As my last full day in Ranomafana rolled around I had still not seen any lemurs in the area.  Determined to rectify this, I headed over to the park to hire myself a guide and see if we couldn’t find some lemurs. A handful of the study abroad students tagged along as they had the day off and were always excited to see more lemurs. After only fifteen minutes into the hike, we were rewarded with a lemur sighting.  Just a few feet from the path and at about eye level was a beautiful male greater bamboo lemur (Prolemur simus) munching away on some bamboo shoots.  He stayed and ate for awhile and eventually decided to move off, but not before marking a tree with the scent glands and spurs on his wrists. This was the clue that told us he was male.
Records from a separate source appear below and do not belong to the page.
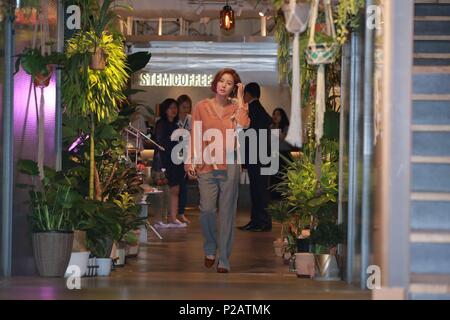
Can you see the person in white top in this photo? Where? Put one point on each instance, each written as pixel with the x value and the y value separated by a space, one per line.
pixel 184 122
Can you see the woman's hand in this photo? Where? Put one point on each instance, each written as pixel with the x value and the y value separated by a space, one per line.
pixel 192 173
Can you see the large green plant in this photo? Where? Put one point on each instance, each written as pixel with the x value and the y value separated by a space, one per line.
pixel 104 229
pixel 128 216
pixel 52 199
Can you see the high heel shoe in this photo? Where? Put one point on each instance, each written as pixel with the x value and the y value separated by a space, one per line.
pixel 184 219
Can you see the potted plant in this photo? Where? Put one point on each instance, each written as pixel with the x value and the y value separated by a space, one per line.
pixel 51 203
pixel 312 195
pixel 128 240
pixel 39 66
pixel 94 94
pixel 101 235
pixel 325 238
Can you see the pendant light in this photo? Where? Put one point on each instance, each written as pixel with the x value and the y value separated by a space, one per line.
pixel 227 17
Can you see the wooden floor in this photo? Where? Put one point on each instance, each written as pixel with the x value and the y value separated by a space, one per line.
pixel 173 269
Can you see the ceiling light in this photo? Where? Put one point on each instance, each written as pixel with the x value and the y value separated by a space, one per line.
pixel 200 8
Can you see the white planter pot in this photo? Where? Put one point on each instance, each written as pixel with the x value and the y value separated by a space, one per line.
pixel 80 260
pixel 279 248
pixel 327 268
pixel 104 266
pixel 304 265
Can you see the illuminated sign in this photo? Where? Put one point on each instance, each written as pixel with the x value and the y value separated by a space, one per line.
pixel 175 79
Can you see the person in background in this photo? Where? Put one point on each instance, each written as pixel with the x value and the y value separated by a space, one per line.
pixel 184 122
pixel 259 184
pixel 175 175
pixel 280 121
pixel 218 181
pixel 140 119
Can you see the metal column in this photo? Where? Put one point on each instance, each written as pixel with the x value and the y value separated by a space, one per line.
pixel 354 142
pixel 7 155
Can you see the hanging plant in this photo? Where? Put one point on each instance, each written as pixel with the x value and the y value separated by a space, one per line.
pixel 89 91
pixel 94 93
pixel 348 17
pixel 39 66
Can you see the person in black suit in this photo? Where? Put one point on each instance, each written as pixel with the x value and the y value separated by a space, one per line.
pixel 259 184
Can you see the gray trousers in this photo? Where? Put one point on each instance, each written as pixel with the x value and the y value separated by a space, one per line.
pixel 223 186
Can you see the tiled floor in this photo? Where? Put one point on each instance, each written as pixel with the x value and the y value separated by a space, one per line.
pixel 173 269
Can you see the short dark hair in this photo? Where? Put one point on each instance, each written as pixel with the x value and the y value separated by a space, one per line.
pixel 253 89
pixel 164 106
pixel 219 75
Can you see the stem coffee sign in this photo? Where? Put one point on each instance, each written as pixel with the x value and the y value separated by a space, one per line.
pixel 147 79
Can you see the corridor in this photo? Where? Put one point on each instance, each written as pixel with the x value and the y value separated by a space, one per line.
pixel 173 269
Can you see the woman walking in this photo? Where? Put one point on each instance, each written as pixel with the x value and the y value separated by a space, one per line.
pixel 218 177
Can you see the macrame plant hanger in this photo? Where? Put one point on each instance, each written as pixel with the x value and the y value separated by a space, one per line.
pixel 320 55
pixel 45 50
pixel 295 25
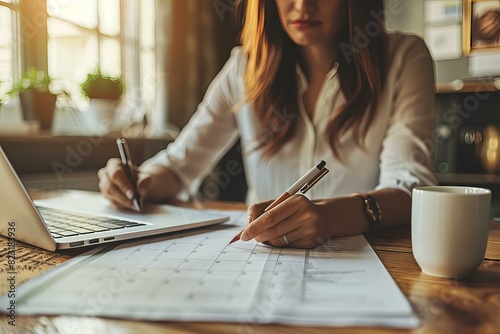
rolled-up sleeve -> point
(195, 152)
(407, 155)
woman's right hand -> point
(116, 187)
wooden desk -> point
(444, 305)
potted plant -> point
(38, 102)
(104, 93)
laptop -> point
(72, 218)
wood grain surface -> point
(445, 306)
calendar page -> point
(198, 276)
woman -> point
(314, 80)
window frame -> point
(16, 54)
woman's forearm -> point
(349, 215)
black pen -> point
(129, 171)
(303, 184)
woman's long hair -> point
(270, 77)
Greater Bamboo Lemur (Prolemur simus)

Farther into the forest, our guide spotted a group of red-bellied lemurs (Eulemur rubriventer). When we first arrived they were all balled up and resting (we call it a lemur ball). Eventually we saw a little tail hang down from the ball and we realized there was a baby there.  As they started moving about and grooming, it was revealed that there were actually two babies there with a male and female adult pair. We couldn’t hold back the “oohs” and “aahs” as the babies played and climbed all over the male. Later on we also saw a small group of red-fronted lemurs (Eulemur rufifrons) but they were obscured by branches and sleeping very soundly. Besides lemurs, we also saw some crazy looking spiders, beautifully colored geckos, and a very cryptic leaf-tailed gecko.

male red-bellied lemur (Eulemur rubriventer)
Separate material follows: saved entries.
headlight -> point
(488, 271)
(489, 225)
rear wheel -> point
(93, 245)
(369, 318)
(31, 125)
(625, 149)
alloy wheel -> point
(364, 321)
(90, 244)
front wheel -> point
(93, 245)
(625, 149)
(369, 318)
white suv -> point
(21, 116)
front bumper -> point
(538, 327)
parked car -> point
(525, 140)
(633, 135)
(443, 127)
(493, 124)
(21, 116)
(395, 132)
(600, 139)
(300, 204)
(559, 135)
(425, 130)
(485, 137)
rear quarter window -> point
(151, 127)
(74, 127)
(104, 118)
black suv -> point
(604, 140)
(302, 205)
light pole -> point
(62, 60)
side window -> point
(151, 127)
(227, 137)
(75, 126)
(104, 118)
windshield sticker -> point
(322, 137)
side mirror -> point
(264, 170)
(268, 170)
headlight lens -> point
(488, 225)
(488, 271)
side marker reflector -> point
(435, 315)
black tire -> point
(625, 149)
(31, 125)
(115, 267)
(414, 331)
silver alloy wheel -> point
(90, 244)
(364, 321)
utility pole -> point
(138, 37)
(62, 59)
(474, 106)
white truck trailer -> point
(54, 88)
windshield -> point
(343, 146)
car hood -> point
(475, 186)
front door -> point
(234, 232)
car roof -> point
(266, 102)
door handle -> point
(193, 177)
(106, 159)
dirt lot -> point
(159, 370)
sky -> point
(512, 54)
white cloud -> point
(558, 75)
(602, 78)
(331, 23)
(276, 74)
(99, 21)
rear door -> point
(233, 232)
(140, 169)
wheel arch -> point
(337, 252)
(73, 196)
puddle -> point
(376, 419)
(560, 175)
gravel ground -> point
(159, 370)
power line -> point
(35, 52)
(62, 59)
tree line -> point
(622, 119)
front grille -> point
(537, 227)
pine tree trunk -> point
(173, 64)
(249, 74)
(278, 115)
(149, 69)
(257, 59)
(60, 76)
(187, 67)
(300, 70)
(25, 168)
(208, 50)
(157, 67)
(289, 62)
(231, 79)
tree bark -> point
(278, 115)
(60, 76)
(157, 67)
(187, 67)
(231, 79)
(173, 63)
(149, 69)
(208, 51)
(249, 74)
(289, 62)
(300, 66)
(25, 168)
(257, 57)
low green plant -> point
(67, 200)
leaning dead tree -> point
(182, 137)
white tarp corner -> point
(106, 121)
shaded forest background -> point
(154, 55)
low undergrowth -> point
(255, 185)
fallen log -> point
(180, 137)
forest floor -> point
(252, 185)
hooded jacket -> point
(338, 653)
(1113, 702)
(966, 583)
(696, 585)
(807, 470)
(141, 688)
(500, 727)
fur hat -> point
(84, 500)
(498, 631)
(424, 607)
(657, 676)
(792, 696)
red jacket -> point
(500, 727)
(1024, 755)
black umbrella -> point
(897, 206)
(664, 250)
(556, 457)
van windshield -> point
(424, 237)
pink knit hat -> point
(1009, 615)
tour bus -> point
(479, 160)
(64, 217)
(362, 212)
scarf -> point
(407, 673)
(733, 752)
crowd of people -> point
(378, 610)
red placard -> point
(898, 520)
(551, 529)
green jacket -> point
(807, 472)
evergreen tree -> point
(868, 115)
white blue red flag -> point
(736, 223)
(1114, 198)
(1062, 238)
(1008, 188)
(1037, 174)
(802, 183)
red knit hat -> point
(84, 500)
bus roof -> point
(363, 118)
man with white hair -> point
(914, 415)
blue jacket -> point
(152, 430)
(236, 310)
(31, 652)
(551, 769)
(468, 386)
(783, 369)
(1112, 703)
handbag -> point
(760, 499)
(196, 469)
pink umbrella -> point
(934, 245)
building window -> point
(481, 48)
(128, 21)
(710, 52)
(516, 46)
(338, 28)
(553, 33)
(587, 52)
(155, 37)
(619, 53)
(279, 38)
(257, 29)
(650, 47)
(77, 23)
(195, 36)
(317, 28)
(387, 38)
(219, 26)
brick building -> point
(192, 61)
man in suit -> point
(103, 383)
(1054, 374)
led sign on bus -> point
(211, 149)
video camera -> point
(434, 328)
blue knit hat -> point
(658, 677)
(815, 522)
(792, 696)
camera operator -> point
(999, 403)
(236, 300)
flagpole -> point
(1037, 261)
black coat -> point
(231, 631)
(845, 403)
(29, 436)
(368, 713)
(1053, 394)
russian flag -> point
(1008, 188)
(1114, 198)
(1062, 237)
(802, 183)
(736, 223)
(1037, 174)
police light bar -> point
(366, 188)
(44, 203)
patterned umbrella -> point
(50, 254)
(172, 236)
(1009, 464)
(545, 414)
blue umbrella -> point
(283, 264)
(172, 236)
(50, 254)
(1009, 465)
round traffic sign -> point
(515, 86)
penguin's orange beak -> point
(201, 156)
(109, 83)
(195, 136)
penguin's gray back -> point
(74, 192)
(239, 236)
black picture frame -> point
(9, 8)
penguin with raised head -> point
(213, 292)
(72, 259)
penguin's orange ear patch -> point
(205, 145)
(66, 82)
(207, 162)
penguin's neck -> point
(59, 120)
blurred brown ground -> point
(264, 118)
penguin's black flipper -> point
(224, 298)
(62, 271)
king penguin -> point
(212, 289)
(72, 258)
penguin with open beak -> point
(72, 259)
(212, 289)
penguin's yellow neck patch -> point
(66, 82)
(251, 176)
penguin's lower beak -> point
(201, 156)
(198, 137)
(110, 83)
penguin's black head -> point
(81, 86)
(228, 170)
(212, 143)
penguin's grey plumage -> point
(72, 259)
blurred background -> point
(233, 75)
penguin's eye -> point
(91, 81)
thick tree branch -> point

baby red-bellied lemur (Eulemur rubriventer)

gecko licking a cracker

Sam trying to kiss a large spider.

Leaf-tailed gecko. Can you spot it?

Sunday afternoon, I went with the study abroad students to the town of Ranomafana for a very special event. ICTE and the Centre ValBio partnered with the US Embassy in Madagascar to sponsor a cultural performance. They had assembled Malagasy artists (musicians, dancers, performers, painters) into a group called Artists for the Environment. They had done several performances around the country and this was to be their last. Many important people from MICET and the US Embassy drove down from Tana just for this event.

Before the event started, I had some time to wander around the village of Ranomafana.  The village is named after a naturally occurring hot spring there and literally means water (rano) hot (mafana). Before the creation of the national park, this hot spring was the main attraction and they have constructed a public concrete pool that is fed by the flowing warm waters.

Trying on the local handcrafts in the village of Ranomafana.

Swimming pool fed by hot springs.

When it was time for the event to begin, everyone in the village gathered at the cultural center. It began outside with a woman dressed up with facepaint and a colorful costume giving loud calls and chants. Then everyone proceeded inside and found a seat for the main attraction. There were a pair of male dancers moving forcefully and playing off of each other in a mix of modern dance and acrobatics. Providing background music were a drummer and a guitarist on the stage behind the dancers. After several awe-inspiring songs, they stepped down and a series of other musical acts came up.  There was a small local band and then there was a group of children dressed in traditional garb doing a chant/dance. When the event was finally over, everyone dispersed and us scientists went back to Centre ValBio for dinner.  We had an after-party with the musicians and dancers and gathered around a small campfire, with the rain lightly drizzling down, passing around a handful of beers, and having a generally good time.

Performer in the Artists for the Environment group.

Dancer and musicians in the Artists for the Environment group.

The next day after lunch I said my goodbyes and wished all of the study abroad students an amazing time in Madagascar.  From the looks of it, they were already having the time of their lives that I’m sure none of them would forget soon. I hopped into the truck with the guys from MICET who were heading back up to Tana and settled in for another ten hour windy yet scenic drive through the heart of Madagascar.